For that demographic, playlists lord over terrestrial radio, and song downloads, while on the decline, are still easy means of acquiring a hot new song. Remarkably, even with his Amazon deal, Brooks holds fast to his decision to not allow his songs to be downloaded as individual tracks – “All Day Long” is available for streaming only and past juggernauts like “Friends in Low Places” can only be downloaded as part of a full album. (Or purchased in a physical CD format, which the entertainer has said also attracted him to Amazon.) [A representative for Brooks reached out to clarify that “All Day Long” can be downloaded, along with the new song “The Road I’m On,” with the pre-order purchase of the full album.]
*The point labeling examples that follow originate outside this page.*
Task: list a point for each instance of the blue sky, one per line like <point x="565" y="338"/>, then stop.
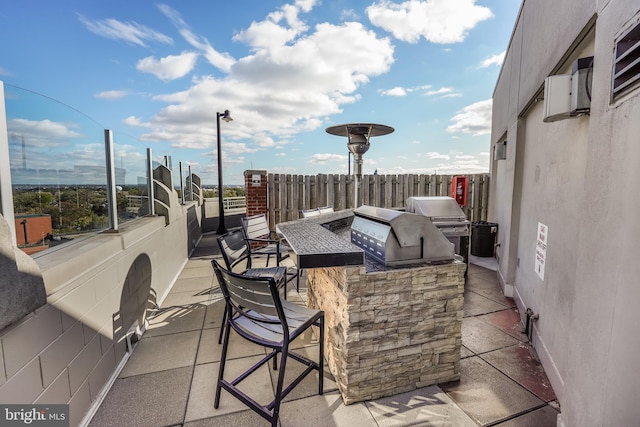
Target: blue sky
<point x="157" y="73"/>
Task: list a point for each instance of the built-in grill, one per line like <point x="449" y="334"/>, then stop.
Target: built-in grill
<point x="394" y="237"/>
<point x="445" y="213"/>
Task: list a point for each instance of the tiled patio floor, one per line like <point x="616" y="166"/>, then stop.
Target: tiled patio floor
<point x="169" y="379"/>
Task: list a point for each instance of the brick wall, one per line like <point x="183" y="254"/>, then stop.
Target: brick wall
<point x="390" y="332"/>
<point x="255" y="184"/>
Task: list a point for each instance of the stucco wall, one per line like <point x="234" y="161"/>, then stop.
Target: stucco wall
<point x="68" y="349"/>
<point x="577" y="177"/>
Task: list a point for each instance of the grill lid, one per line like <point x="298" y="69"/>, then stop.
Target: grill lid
<point x="436" y="208"/>
<point x="394" y="237"/>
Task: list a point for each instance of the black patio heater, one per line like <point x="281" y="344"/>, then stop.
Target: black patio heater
<point x="358" y="135"/>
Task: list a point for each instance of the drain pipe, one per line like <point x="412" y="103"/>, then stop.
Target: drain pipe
<point x="528" y="322"/>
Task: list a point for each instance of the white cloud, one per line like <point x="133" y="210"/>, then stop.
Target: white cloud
<point x="494" y="60"/>
<point x="474" y="119"/>
<point x="443" y="92"/>
<point x="327" y="157"/>
<point x="223" y="61"/>
<point x="134" y="122"/>
<point x="436" y="155"/>
<point x="129" y="32"/>
<point x="112" y="94"/>
<point x="396" y="91"/>
<point x="324" y="67"/>
<point x="41" y="132"/>
<point x="170" y="67"/>
<point x="438" y="21"/>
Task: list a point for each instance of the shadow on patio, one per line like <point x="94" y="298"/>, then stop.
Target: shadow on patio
<point x="169" y="379"/>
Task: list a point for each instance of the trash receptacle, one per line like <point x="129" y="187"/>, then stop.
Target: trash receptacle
<point x="483" y="238"/>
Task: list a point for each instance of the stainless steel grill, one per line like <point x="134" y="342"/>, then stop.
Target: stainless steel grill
<point x="445" y="214"/>
<point x="394" y="237"/>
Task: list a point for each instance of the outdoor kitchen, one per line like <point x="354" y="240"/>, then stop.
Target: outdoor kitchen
<point x="391" y="285"/>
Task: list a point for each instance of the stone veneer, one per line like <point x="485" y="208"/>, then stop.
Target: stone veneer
<point x="392" y="331"/>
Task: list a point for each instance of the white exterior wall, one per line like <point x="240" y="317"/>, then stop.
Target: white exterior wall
<point x="577" y="177"/>
<point x="67" y="351"/>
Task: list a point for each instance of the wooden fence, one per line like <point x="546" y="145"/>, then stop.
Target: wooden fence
<point x="289" y="194"/>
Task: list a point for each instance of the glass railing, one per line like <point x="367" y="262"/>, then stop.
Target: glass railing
<point x="131" y="177"/>
<point x="58" y="172"/>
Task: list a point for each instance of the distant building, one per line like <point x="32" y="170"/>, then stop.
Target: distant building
<point x="33" y="232"/>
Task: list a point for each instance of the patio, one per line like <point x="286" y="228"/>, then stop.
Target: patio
<point x="169" y="379"/>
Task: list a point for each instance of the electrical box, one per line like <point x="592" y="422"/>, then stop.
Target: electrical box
<point x="500" y="151"/>
<point x="557" y="98"/>
<point x="568" y="95"/>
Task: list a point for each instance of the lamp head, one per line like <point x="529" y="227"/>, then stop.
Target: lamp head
<point x="226" y="116"/>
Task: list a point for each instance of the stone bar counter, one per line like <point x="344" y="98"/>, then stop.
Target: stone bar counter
<point x="388" y="330"/>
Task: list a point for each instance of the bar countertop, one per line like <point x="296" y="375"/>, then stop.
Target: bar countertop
<point x="316" y="243"/>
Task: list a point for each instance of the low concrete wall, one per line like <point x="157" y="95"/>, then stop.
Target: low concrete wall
<point x="98" y="291"/>
<point x="392" y="331"/>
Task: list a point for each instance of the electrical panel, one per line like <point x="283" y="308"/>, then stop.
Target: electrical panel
<point x="568" y="95"/>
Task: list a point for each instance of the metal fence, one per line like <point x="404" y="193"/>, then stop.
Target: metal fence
<point x="289" y="194"/>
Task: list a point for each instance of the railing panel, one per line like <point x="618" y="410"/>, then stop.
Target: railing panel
<point x="58" y="170"/>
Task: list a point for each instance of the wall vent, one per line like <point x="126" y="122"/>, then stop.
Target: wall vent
<point x="626" y="65"/>
<point x="500" y="150"/>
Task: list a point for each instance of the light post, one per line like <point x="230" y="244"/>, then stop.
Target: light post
<point x="221" y="228"/>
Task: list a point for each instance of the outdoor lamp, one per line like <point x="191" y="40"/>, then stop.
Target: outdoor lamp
<point x="221" y="227"/>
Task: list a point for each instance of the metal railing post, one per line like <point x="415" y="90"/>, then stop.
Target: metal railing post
<point x="112" y="200"/>
<point x="152" y="206"/>
<point x="6" y="190"/>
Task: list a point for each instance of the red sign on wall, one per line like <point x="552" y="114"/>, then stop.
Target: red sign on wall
<point x="459" y="189"/>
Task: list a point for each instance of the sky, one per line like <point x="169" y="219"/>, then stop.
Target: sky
<point x="156" y="74"/>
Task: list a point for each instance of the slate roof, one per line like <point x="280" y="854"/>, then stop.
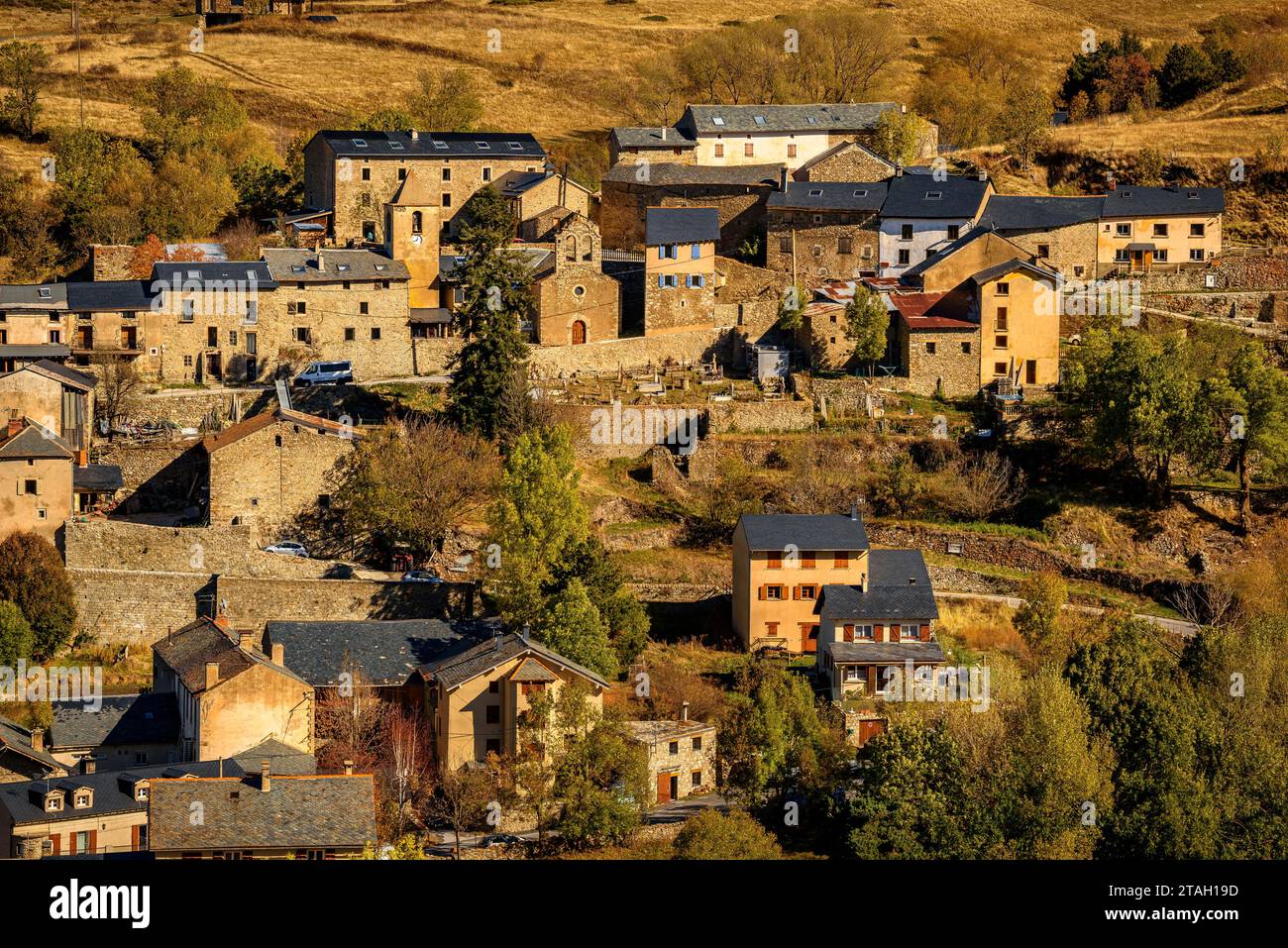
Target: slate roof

In the end, Brooks’ latest will likely be a radio hit – it debuted at Number 21 on Billboard’s Country Airplay chart and scored the biggest add date of any song since August 2015 – but it’s difficult to imagine it connecting the way a song like “Rodeo” did in ’91, when radio was still the prime delivery method to the masses. Instead, “All Day Long” is merely a teaser for Brooks’ next LP, which unless he changes his tune, will only be accessible digitally in one place. Where Garth wants it.